On the other hand the GX2 is also being fired up in quad mode on several sites, namely PC Perspective, Anandtech, Xbit Labs and Guru 3D. It can be quite frustrating, it seems, to have a quad-SLI rig and still get relatively low gains over standard SLI. When it comes to AA+AF the Quad SLI does come into its own, but standard frame rates aren’t benefitting all that much from the 4 GPUs. It does look like, in the end, the muscle is there, but there’s no brain coordinating the muscles to best effect. Quad-SLI kicks the competition all over the place in CoD4 4xAA, ET:QW and Stalker. Oblivion is AMD’s turf right now. A lot of games still show weird behaviour with GX2 and GX2x2.
EXPReview has worked out an interesting article comparing scaling performance in SLI between the 9600GT and the 8800GT across several driver releases. With the release of the latest ForceWard drivers, they hooked up the cards, two by two and unleashed driver dreariness on them. 8800GT SLI keeps on receiving decent performance upgrades with each new release, with SLI efficiency jumping as high as 50% in a single game (Bioshock). However, the 9600GT SLI exceeds even the 8800GT. You can extrapolate some figures for your own rig from what you read here, so it really is highly educational. Kewl.

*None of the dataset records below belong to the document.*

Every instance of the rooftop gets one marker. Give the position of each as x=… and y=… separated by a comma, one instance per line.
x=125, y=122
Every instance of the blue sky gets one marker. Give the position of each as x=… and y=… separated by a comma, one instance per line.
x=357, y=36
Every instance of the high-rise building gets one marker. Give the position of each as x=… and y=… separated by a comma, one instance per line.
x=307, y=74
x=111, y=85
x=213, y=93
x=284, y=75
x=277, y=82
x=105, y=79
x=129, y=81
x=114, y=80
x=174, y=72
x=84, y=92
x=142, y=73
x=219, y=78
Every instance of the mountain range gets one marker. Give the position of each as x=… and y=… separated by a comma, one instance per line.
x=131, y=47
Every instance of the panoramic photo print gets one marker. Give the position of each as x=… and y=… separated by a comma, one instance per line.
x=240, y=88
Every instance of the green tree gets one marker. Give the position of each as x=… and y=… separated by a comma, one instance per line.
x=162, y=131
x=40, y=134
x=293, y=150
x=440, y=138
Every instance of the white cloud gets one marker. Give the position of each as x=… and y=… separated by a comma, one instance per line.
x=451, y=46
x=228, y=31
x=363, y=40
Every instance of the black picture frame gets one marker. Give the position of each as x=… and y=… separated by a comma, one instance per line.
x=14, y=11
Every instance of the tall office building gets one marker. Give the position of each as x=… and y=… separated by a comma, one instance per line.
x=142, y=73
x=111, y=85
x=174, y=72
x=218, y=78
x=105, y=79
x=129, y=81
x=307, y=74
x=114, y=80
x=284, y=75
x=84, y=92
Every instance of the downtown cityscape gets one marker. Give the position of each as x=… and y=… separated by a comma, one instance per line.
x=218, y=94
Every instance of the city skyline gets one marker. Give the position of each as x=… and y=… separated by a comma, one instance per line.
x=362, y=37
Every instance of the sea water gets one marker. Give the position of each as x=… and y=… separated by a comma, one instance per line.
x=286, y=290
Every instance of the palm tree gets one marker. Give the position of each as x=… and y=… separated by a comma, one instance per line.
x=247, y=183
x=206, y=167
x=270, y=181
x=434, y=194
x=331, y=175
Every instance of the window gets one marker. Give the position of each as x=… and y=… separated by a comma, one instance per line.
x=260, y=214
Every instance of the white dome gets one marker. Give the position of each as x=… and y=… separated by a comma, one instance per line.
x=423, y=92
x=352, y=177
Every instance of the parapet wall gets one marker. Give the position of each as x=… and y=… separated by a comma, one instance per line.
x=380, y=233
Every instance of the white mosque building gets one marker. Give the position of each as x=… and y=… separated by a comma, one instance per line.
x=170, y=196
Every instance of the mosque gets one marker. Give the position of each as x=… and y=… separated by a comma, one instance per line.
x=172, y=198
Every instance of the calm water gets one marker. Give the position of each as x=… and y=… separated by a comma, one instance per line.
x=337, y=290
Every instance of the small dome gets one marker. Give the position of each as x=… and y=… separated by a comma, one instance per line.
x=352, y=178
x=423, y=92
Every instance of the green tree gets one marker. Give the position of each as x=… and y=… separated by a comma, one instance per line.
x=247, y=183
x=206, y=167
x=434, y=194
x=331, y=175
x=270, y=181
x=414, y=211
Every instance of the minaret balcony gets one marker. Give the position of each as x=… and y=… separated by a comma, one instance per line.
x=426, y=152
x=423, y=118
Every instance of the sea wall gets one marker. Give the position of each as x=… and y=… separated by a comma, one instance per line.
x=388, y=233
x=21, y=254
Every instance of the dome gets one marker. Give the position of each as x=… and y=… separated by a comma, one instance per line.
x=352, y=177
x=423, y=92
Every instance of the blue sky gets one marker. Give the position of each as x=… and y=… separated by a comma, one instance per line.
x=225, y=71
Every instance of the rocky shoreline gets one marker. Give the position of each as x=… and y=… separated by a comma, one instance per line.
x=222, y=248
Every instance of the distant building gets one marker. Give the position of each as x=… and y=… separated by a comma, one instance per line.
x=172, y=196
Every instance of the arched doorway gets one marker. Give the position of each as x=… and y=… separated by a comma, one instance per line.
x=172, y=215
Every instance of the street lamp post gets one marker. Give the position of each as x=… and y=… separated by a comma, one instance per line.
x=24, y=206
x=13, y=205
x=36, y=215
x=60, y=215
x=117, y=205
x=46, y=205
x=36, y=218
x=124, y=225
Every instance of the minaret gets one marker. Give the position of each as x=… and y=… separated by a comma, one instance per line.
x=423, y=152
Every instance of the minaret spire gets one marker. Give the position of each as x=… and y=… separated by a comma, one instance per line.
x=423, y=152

If there’s a segment in which ATI has made a dent it’s what we’d call "home entertainment GPUs". ATI’s 55nm RV6xx series is low power, low price and has lots of neat features in it, ideal for HTPCs and low-budget computers alike. Extremetech has a review of Sapphire’s HD 3650 and tries to answer the 100-dollar question: does it suffice? Well, yes, thinks Jason. Although it’s no 8800GT, it does allow you to game fairly well in all types of games, with some details cut down. In the end it still does score about five times as much as any IGP in 3DMark06, so there you have it.

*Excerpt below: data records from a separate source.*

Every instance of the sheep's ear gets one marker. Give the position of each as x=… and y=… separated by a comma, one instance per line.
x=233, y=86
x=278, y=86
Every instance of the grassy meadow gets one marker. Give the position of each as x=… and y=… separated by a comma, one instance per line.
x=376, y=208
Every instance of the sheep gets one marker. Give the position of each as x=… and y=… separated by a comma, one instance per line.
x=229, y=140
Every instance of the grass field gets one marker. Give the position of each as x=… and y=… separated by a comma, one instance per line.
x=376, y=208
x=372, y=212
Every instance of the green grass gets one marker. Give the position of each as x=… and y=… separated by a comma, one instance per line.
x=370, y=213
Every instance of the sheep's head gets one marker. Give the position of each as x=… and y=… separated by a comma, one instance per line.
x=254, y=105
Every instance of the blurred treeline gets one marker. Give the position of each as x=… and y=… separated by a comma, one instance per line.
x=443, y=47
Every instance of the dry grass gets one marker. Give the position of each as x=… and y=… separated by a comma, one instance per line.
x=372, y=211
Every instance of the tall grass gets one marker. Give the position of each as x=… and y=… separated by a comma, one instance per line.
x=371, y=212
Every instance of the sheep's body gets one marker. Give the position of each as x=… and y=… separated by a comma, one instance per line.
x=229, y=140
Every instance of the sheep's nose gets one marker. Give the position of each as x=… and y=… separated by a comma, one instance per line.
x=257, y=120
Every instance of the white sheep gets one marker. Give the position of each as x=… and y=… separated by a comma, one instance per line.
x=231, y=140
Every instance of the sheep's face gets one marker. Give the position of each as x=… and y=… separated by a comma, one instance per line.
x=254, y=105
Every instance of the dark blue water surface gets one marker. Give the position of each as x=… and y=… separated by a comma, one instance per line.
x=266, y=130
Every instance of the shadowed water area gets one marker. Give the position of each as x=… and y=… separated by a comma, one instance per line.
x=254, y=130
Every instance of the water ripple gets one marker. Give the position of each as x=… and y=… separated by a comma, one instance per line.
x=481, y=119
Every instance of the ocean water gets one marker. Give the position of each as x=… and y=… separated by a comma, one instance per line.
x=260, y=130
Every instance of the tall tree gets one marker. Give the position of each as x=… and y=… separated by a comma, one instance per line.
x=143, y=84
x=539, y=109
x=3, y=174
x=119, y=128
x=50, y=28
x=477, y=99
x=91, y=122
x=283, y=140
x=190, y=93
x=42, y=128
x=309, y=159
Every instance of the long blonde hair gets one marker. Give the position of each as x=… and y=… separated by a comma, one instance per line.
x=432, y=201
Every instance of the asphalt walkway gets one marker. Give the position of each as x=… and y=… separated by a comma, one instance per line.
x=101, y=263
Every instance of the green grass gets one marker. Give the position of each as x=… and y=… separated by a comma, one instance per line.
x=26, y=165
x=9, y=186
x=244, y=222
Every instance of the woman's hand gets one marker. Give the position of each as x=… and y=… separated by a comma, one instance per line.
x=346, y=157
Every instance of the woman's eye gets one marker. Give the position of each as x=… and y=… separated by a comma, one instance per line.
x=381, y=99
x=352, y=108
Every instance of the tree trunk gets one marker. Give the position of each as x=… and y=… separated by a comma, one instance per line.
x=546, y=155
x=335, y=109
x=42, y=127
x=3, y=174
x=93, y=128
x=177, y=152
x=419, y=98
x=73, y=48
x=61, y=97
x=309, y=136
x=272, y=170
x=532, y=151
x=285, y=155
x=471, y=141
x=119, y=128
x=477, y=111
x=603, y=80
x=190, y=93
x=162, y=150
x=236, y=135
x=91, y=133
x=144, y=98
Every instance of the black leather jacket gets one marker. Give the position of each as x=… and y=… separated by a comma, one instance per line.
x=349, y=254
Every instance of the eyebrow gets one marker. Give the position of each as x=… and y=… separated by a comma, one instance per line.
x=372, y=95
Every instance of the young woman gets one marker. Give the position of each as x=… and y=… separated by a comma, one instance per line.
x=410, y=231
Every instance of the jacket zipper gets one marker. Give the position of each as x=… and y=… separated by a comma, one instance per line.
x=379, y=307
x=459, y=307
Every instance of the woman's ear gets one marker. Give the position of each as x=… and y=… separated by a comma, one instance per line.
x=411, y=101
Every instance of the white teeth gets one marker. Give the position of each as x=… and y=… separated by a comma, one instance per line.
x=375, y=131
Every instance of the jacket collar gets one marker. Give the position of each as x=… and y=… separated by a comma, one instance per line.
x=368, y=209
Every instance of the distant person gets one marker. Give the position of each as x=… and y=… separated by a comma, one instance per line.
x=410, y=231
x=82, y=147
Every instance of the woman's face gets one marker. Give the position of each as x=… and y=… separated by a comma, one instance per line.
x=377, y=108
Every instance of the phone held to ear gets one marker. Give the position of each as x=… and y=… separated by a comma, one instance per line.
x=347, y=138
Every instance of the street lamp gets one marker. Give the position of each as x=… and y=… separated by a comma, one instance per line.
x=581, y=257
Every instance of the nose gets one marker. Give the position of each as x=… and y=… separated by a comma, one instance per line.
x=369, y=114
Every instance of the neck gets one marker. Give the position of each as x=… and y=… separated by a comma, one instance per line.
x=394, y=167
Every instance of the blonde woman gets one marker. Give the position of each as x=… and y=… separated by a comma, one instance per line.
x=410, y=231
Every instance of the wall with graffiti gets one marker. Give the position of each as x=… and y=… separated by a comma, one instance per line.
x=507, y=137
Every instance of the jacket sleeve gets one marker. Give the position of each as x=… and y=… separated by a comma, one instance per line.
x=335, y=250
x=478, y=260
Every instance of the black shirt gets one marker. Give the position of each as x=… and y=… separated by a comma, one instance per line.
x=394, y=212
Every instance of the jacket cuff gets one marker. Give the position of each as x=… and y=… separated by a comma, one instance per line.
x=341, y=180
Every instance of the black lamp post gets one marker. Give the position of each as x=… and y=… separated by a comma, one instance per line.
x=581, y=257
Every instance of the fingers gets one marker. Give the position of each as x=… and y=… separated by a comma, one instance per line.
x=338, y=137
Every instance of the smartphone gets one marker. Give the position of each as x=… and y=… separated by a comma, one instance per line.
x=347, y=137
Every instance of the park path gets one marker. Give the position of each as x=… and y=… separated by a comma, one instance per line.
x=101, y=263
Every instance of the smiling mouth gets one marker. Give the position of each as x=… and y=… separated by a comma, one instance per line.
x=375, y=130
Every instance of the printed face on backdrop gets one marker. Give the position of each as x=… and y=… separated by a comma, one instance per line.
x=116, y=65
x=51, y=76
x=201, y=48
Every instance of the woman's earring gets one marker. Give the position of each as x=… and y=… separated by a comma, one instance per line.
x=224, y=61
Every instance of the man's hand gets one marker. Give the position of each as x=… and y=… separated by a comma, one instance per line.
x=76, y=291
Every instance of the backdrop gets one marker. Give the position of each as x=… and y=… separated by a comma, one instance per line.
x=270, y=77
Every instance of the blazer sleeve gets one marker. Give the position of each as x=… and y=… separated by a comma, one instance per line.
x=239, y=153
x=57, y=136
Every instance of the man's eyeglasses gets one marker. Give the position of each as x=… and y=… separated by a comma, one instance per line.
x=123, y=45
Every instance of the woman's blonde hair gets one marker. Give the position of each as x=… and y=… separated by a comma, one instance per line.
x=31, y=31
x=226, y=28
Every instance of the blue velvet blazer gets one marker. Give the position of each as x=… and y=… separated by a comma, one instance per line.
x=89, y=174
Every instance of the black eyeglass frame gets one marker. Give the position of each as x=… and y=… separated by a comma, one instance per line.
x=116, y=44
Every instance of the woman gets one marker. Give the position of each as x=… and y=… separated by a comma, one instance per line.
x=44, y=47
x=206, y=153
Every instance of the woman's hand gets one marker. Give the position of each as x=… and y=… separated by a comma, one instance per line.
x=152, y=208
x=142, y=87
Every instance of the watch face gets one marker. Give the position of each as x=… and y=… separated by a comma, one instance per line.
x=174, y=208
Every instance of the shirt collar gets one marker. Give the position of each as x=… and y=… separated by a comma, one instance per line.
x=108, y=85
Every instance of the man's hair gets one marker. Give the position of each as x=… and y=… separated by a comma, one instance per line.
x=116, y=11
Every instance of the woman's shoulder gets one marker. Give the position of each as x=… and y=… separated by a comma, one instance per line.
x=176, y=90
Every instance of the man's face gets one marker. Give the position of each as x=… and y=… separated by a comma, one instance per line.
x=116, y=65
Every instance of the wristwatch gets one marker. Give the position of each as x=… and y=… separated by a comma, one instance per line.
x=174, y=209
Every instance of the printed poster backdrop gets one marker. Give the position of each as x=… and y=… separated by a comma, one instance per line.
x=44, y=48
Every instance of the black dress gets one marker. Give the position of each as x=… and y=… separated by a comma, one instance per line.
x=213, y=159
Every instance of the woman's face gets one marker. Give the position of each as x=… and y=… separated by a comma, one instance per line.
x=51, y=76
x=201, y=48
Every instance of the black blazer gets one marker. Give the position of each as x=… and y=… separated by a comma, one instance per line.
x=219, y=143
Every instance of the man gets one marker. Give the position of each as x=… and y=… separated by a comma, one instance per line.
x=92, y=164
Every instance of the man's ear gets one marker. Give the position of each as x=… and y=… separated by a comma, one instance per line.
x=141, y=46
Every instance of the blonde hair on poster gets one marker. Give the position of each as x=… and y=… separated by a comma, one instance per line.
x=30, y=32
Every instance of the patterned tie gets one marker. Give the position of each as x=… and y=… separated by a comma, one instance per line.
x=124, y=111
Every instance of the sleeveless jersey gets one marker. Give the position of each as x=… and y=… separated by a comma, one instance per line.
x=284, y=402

BigBruin is in possession of an Aeneon XTune 1GB DDR2-1066 Dual Channel memory kit. Granted 2x512MB might seem of little consequence to many enthusiasts, as they usually tend to fill their slots from the start – but you might consider picking up the 2GB kit which is pretty much more of the same – good performance at a reasonable price. Apparently Aeneon also has DDR2-1142 which BB is yearning to take a look at. Read the review here. µ
8 GPUs on the 4 GX2s is it not?

There would seem to be a shortage of coders that know how to get the best from a slew of recent cards; is there a problem between the 'bus' linking the hardware peeps with the software peeps, or maybe they're just taking their time getting it right.

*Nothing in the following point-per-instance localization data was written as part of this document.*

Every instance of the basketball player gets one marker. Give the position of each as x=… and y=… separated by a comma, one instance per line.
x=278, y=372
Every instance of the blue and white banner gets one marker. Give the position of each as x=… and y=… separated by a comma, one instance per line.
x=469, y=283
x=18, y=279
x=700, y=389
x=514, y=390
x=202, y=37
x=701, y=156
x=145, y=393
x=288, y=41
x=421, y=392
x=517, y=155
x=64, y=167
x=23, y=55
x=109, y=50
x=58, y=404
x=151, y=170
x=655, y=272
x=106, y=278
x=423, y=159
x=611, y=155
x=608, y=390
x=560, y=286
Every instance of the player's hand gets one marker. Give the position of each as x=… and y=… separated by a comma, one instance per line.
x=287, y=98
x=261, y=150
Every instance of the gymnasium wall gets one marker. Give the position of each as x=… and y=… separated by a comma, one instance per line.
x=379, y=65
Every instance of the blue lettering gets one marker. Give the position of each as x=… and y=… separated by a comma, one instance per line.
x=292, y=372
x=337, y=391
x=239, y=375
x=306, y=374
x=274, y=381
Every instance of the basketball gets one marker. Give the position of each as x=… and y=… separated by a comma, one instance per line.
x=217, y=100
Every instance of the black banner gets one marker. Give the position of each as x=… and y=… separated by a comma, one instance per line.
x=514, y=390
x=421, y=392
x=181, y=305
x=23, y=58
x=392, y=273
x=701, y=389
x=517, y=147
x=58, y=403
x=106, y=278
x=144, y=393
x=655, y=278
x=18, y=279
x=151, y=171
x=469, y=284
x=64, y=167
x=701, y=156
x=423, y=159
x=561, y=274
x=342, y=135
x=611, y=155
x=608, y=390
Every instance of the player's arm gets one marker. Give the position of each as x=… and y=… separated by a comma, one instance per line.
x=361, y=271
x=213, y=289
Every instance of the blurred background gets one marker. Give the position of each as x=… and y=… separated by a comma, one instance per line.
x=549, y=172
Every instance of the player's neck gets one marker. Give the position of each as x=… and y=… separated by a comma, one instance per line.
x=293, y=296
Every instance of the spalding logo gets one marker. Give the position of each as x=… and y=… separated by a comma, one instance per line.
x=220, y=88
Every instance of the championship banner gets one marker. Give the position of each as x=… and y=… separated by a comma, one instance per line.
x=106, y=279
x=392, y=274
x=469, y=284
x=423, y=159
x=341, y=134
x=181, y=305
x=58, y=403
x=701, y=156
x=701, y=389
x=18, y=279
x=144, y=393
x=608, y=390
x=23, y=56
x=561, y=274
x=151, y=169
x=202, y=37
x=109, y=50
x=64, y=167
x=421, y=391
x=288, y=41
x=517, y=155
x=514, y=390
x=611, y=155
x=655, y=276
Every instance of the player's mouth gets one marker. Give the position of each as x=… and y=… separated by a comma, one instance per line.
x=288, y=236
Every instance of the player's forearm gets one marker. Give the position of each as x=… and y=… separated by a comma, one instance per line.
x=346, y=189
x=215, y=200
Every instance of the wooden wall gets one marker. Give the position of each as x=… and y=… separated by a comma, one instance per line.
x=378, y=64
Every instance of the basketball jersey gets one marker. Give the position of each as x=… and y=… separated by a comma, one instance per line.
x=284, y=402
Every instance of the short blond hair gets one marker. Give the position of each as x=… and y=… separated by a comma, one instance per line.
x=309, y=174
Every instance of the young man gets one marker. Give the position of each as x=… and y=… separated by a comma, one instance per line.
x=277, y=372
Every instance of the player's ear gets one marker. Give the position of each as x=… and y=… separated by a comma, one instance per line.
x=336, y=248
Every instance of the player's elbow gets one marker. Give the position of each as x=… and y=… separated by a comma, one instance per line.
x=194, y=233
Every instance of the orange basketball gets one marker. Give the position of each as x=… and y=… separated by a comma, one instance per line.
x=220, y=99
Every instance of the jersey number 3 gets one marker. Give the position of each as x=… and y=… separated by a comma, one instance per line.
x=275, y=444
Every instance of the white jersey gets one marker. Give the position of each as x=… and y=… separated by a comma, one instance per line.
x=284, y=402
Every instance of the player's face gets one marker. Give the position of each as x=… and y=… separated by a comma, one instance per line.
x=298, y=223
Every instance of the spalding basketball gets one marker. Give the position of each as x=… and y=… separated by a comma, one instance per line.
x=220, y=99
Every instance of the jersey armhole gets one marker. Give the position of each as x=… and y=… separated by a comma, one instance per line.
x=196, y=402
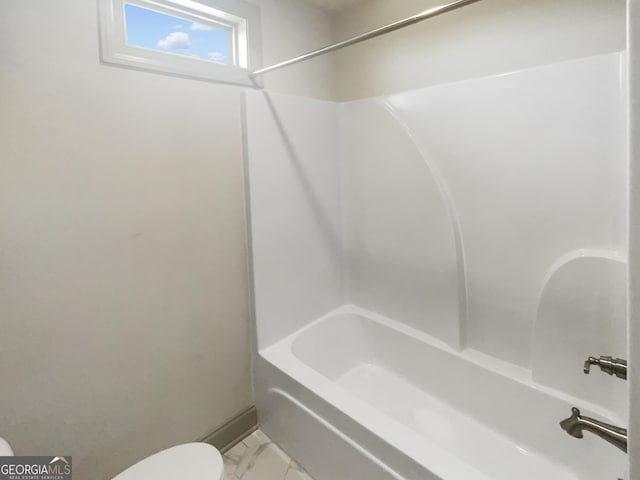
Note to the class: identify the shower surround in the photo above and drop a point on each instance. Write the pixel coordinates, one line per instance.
(430, 270)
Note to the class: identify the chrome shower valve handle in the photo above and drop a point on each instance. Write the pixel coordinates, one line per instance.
(609, 365)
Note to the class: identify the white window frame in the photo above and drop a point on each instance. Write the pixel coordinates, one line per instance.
(241, 18)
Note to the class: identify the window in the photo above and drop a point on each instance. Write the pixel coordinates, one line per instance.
(211, 39)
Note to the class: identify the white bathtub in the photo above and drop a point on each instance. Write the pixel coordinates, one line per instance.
(407, 406)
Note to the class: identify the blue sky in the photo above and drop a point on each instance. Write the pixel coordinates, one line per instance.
(157, 31)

Maybe get the VJs and video installations people having a say in this - they'd be loving as many graphics cards and GPUs as they can get on a single machine.
Riiiiiiiiight so 2 cards is quad now is it, since they're dual GPU cards.

So then one card with two GPUs is now a dual card equivalent?

I had figured since three-SLI is 3 cards, then quad meant 4 cards. So three-SLI using GX2's is going to be called Hex then? Is there any consistency in the naming process?